Wordpress hack solutions

Hi
Couple of my sites are hacked and got malwares Trojans etc

I know backup restore is one solution but thats not an option in my case

How do I fix the hack? Can somebody guide in detail please ?

I have 600 posts so what do I do? If I export and import post in new Wp, will I get malware/Iframe injection on new site?

Need help badly…

Thanks

Do a mysql dump of your site ASAP. I’m unsure of where any malware is stored, but I do not see it being stored in the tables. Once you have reinstalled a fresh WP app, you should be able to replace the relevant tables with your content.
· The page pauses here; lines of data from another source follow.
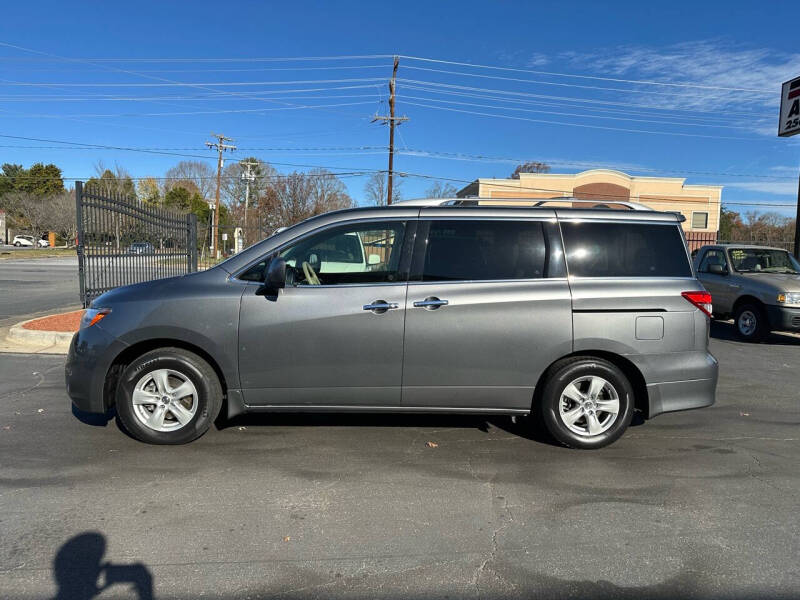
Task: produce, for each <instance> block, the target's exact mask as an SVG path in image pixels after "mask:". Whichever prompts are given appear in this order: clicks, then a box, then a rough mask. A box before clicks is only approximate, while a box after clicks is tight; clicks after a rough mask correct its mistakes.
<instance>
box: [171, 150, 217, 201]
mask: <svg viewBox="0 0 800 600" xmlns="http://www.w3.org/2000/svg"><path fill="white" fill-rule="evenodd" d="M166 178H167V179H166V183H165V185H164V191H169V190H170V189H172V188H173V187H174V186H176V185H180V186H182V187H186V188H187V189H189V191H195V190H196V191H197V192H199V193H200V195H201V196H203V198H204V199H206V200H209V199H211V198H213V197H214V196H215V194H216V185H217V180H216V171H215V170H214V169H212V168H211V167H210V166H209V165H207V164H206V163H204V162H200V161H199V160H182V161H181V162H179V163H178V164H177V165H175V166H174V167H172V168H171V169H169V170H168V171H167V172H166ZM189 184H191V186H193V187H190V186H189Z"/></svg>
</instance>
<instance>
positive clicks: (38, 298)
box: [0, 246, 80, 327]
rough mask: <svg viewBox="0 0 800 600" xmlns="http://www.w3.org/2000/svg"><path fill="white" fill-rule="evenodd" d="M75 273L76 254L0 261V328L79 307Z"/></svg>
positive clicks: (77, 272)
mask: <svg viewBox="0 0 800 600" xmlns="http://www.w3.org/2000/svg"><path fill="white" fill-rule="evenodd" d="M12 248H13V246H12ZM14 252H35V250H15V251H14ZM77 273H78V259H77V258H76V257H68V258H36V259H15V258H7V259H3V260H0V327H3V326H10V325H14V324H15V323H17V322H19V321H21V320H22V319H24V318H28V317H31V316H35V315H40V314H49V313H53V312H59V311H64V310H68V309H74V308H76V307H79V306H80V302H79V299H80V293H79V291H78V277H77Z"/></svg>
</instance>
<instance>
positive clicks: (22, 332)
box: [6, 319, 75, 345]
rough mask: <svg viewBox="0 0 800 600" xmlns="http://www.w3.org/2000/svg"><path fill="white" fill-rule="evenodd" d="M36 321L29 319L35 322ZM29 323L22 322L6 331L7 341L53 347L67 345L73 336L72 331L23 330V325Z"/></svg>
mask: <svg viewBox="0 0 800 600" xmlns="http://www.w3.org/2000/svg"><path fill="white" fill-rule="evenodd" d="M36 320H37V319H30V321H36ZM30 321H23V322H22V323H17V324H16V325H14V326H13V327H11V328H10V329H9V330H8V335H7V336H6V337H7V339H8V340H9V341H12V342H18V343H21V344H37V345H45V344H47V345H54V344H62V343H66V344H69V343H70V342H71V341H72V336H73V335H75V332H74V331H42V330H38V329H25V328H24V327H23V325H25V323H28V322H30Z"/></svg>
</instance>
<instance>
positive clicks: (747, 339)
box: [733, 304, 769, 342]
mask: <svg viewBox="0 0 800 600" xmlns="http://www.w3.org/2000/svg"><path fill="white" fill-rule="evenodd" d="M733 323H734V325H735V326H736V333H737V334H738V335H739V337H740V338H741V339H743V340H744V341H746V342H760V341H762V340H763V339H764V338H765V337H767V334H768V333H769V326H768V323H767V315H766V314H764V311H763V310H762V309H761V307H760V306H757V305H755V304H741V305H739V306H738V307H736V312H735V313H734V315H733Z"/></svg>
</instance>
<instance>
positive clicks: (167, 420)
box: [131, 369, 199, 431]
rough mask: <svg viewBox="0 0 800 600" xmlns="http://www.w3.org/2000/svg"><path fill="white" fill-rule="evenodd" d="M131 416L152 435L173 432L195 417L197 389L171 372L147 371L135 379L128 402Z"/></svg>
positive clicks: (176, 373) (196, 401)
mask: <svg viewBox="0 0 800 600" xmlns="http://www.w3.org/2000/svg"><path fill="white" fill-rule="evenodd" d="M131 401H132V404H133V413H134V415H136V418H137V419H138V420H139V421H140V422H141V423H142V424H143V425H144V426H146V427H148V428H150V429H152V430H154V431H176V430H178V429H181V428H183V427H184V426H185V425H187V424H188V423H189V422H190V421H191V420H192V419H193V418H194V416H195V414H196V413H197V406H198V401H199V399H198V395H197V388H196V387H195V386H194V384H193V383H192V381H191V379H189V378H188V377H187V376H186V375H184V374H183V373H180V372H178V371H174V370H172V369H157V370H155V371H150V372H149V373H147V374H146V375H144V376H143V377H141V378H140V379H139V381H138V382H137V383H136V386H135V387H134V388H133V395H132V398H131Z"/></svg>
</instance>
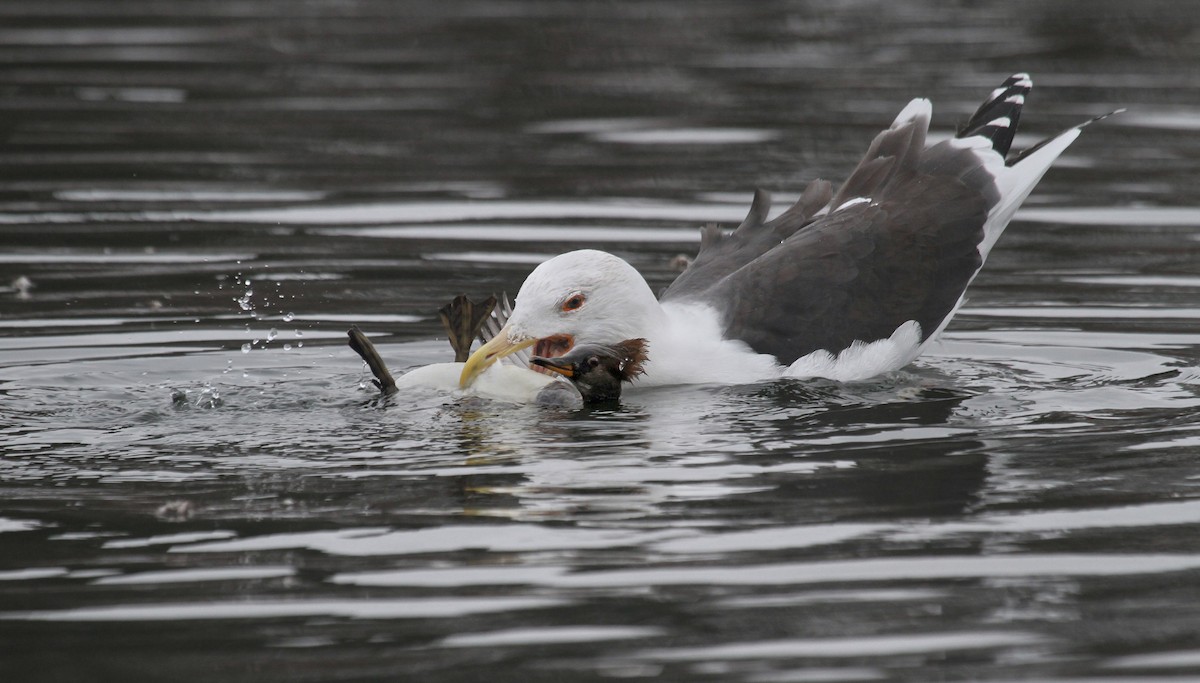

I also take backup of my data every 7 days.

I hope your posts/database is backed up.

I recently had to deal with a hacked blog myself (WordPress).

The error was something like “Trojan program Trojan.JS.Redirector.cv”.
I checked it with a few sites, including Google’s Webmaster Diagnostics page, and apparently a line of code had been inserted in to every PHP page in the blog.
It re-directed visitors to about five “****.rr.nu” sites.

And whoever did it was able to get into the PHP pages on the main site itself, not just the blog side of the site.

Anyhow, I was concerned that even if I manually deleted the code from every page and re-set the password, the hackers might have inserted a backdoor that would have later allowed them access.
So I contacted my hosting company and had them delete my entire site and re-set my account. Then I started over from nothing, and re-uploaded the site.

So far, so good.

But I only had about ten posts on my blog. Doing 600 is a whole other matter.
All the best to you.

https://codex.wordpress.org/FAQ_My_site_was_hacked

The main causes that help hackers in hacking sites are-

  1. A weak username or password
  2. Plug-ins and themes bugs
  3. Properly not updating themes/plug-ins and WordPress core
  4. jerks
    Check these thing as priority while making sites.